I think a major part of (though unlikely all) the salary disparity between women and men arises because there are just so many more men than women in the most senior academic positions (assistant professor and upwards), and these are the ones that are generally paid the highest wages. It might be worth repeating this analysis for the Natural Sciences and Professional department types alone to see if this trend remains.

In light of the above point it is worth pointing out the salary distribution of the “assistant professor” job type. The distribution for the women has a much larger range of higher salary values for its upper quartile compared to the men’s distribution. The origin of this could be the hire date of the female assistant professors. A hypothesis associated with this would be that salary raises for existing employees tend to be small, but salary offers (to be competative with offers from other institutions) for new faculty tend to track more current (higher) salary rates. Then if there are fractionally more women than men hired more recently they may tend to command higher salaries. If there were hire dates associated with this data, perhaps this hypothesis could be tested: how does annual salary track with hire date within the same job category?

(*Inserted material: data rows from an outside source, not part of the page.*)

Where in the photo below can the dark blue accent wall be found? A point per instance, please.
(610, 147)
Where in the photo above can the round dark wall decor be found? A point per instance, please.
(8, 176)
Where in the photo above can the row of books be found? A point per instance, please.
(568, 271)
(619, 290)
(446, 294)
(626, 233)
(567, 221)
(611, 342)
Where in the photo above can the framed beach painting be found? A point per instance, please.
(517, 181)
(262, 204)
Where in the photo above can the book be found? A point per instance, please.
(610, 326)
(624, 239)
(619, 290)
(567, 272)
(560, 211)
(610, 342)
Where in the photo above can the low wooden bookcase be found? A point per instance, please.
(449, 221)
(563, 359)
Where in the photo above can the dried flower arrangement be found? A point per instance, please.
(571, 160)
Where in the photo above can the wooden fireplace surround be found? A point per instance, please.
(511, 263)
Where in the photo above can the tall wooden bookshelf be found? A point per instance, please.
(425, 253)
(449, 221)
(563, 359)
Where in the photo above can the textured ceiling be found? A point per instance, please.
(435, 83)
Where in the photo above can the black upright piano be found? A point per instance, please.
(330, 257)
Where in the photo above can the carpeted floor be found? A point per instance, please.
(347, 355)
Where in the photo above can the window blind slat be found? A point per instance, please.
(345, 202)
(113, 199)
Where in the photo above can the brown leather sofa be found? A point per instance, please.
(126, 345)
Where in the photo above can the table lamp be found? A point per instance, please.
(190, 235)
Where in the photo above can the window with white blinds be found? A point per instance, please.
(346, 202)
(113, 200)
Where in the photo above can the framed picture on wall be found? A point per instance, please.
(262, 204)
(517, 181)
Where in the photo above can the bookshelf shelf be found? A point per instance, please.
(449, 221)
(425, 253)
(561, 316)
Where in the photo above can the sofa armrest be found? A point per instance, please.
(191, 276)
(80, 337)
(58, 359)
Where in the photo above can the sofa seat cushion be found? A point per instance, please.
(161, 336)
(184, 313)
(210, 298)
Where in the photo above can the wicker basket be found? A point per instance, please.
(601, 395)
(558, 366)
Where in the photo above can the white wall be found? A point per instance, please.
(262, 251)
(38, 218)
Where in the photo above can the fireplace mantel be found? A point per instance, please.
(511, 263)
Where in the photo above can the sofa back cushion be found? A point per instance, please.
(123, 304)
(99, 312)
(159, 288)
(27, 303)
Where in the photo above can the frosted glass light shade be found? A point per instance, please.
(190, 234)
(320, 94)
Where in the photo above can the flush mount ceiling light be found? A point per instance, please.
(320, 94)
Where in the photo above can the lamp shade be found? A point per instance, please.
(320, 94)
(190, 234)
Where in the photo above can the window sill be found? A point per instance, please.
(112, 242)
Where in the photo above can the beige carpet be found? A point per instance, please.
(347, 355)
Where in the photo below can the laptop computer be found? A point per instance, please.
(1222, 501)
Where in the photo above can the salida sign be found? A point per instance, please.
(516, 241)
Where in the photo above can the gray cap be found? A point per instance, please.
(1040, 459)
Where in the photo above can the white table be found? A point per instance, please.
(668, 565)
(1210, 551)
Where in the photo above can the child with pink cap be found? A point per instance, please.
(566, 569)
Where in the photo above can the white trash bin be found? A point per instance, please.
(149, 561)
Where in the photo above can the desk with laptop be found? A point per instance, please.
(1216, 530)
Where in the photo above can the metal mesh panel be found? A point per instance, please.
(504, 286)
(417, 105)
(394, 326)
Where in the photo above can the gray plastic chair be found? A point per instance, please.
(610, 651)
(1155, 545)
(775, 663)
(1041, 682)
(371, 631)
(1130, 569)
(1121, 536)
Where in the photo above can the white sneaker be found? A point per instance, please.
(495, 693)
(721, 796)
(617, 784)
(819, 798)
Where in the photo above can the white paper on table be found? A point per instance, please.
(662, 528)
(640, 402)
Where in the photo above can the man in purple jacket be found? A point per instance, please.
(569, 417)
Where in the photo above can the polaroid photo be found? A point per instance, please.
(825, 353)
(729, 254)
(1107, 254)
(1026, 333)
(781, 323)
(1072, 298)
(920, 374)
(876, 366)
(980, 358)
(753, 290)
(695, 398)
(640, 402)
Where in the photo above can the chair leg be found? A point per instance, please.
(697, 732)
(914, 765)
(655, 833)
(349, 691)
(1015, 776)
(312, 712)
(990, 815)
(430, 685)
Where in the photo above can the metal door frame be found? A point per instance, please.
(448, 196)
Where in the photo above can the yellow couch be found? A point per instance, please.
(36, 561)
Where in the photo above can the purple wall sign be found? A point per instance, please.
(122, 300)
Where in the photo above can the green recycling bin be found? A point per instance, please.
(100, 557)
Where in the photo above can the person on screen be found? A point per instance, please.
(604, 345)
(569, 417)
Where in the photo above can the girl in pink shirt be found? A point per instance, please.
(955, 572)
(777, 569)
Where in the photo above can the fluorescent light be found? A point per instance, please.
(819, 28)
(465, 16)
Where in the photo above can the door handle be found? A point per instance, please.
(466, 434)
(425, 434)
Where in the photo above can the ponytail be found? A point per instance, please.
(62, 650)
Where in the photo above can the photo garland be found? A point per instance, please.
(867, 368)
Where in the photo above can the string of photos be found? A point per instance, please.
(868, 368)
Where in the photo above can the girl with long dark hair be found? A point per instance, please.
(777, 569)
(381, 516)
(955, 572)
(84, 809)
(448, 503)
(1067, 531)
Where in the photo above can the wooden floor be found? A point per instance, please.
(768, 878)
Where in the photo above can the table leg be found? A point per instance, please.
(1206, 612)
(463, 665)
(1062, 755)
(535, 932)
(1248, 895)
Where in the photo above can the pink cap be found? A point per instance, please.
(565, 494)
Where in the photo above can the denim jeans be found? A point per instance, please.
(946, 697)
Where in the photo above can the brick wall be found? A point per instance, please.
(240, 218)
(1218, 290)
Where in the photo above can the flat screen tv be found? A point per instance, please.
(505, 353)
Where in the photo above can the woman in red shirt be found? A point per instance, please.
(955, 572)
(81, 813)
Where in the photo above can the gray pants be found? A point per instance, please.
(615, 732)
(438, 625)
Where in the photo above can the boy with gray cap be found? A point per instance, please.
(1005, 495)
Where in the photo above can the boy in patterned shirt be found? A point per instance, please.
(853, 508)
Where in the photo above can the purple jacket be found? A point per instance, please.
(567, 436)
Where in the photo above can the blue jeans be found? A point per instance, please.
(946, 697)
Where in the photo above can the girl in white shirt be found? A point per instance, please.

To make more robust conclusions on the origin of the salary disparity between women and men I would need to analyse more salary data that goes back over multiple years, to track how the fraction of female to male employees and median salary evolves (if it does). Analysing this data in a time dependent way would show if in the future we expect more equitable employment between men and women, and how we expect their salaries to grow with respect to one another.

The main problem with doing this study on this dataset is it’s relatively small size. With a maximum of only a few hundred employees per STEM department type, and less than a hundred per job type, few major conclusions can be drawn overall. The main takeaway is that the University of Arizona’s salary and employment for women in STEM fits with what has been shown by other (larger and better) studies.